One group of these disorders is amino acid metabolism disorders. They include phenylketonuria (PKU) and maple syrup urine disease. Amino acids are "building blocks" that join together to form proteins. If you have one of these disorders, your body may have trouble breaking down certain amino acids. Or there may be a problem getting the amino acids into your cells. These problems cause a buildup of harmful substances in your body. That can lead to serious, sometimes life-threatening, health problems.
These disorders are usually inherited. A baby who is born with one may not have any symptoms right away. Because the disorders can be so serious, early diagnosis and treatment are critical. Newborn babies get screened for many of them, using blood tests.

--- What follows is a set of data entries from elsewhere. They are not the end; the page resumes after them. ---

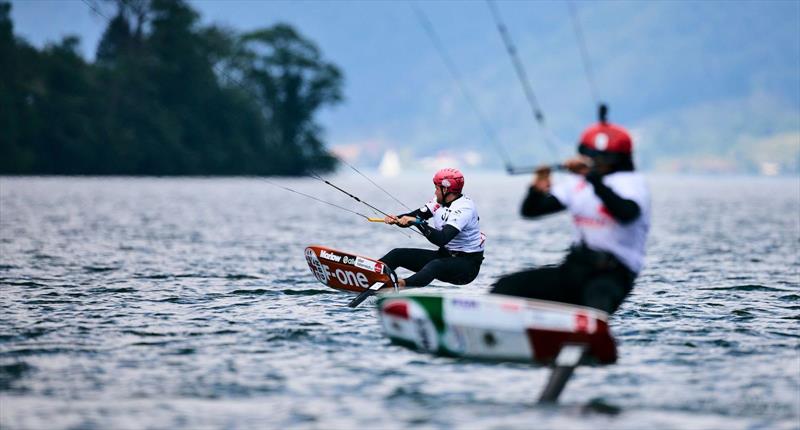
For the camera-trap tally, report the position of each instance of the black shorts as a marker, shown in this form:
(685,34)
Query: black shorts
(586,278)
(452,267)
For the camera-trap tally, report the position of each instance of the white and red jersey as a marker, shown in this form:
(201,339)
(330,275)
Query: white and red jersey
(463,215)
(594,225)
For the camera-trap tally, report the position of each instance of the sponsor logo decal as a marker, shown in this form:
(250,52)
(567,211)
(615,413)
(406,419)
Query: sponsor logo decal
(367,264)
(581,323)
(465,303)
(585,221)
(510,307)
(321,271)
(346,277)
(330,256)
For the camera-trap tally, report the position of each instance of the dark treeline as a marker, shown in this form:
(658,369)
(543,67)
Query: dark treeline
(165,96)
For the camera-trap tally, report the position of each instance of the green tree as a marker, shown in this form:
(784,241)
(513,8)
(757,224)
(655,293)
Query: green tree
(292,82)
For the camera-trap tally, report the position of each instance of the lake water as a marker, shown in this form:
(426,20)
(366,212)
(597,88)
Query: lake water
(187,303)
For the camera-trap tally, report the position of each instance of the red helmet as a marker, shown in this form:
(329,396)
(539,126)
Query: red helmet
(449,178)
(605,138)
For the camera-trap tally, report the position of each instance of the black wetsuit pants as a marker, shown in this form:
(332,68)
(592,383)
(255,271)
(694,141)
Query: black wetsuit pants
(586,277)
(454,268)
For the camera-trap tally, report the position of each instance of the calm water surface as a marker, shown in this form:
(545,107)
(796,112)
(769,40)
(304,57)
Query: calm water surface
(187,303)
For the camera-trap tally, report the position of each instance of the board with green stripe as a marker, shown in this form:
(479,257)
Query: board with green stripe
(495,327)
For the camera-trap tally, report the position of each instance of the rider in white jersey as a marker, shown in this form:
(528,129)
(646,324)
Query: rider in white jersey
(455,230)
(610,207)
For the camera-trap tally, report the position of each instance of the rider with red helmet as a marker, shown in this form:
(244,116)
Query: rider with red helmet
(451,222)
(610,207)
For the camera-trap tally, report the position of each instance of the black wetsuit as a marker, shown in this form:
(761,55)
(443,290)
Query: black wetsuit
(586,277)
(448,266)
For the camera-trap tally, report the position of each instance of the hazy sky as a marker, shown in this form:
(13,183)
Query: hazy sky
(653,61)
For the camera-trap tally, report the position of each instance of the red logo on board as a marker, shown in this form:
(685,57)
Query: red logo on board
(581,323)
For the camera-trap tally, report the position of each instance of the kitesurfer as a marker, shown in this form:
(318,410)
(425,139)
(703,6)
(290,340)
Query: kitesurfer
(610,207)
(455,230)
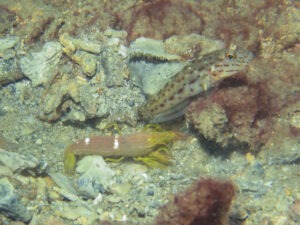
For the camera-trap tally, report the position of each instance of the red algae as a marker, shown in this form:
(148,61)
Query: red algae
(206,202)
(252,107)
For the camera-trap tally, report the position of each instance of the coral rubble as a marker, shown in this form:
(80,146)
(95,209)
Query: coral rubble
(206,202)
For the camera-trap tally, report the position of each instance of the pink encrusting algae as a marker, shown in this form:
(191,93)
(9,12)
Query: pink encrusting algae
(197,77)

Treatments may include special diets, medicines, and supplements. Some babies may also need additional treatments if there are complications.
[Learn More in MedlinePlus]
Homocystinuria is an inherited disorder in which the body is unable to process certain building blocks of proteins (amino acids) properly. There are multiple forms of homocystinuria, which are distinguished by their signs and symptoms and genetic cause. The most common form of homocystinuria is characterized by nearsightedness (myopia), dislocation of the lens at the front of the eye, an increased risk of abnormal blood clotting, and brittle bones that are prone to fracture (osteoporosis) or other skeletal abnormalities. Some affected individuals also have developmental delay and learning problems.
Less common forms of homocystinuria can cause intellectual disability, failure to grow and gain weight at the expected rate (failure to thrive), seizures, problems with movement, and a blood disorder called megaloblastic anemia. Megaloblastic anemia occurs when a person has a low number of red blood cells (anemia), and the remaining red blood cells are larger than normal (megaloblastic).
The signs and symptoms of homocystinuria typically develop within the first year of life, although some mildly affected people may not develop features until later in childhood or adulthood.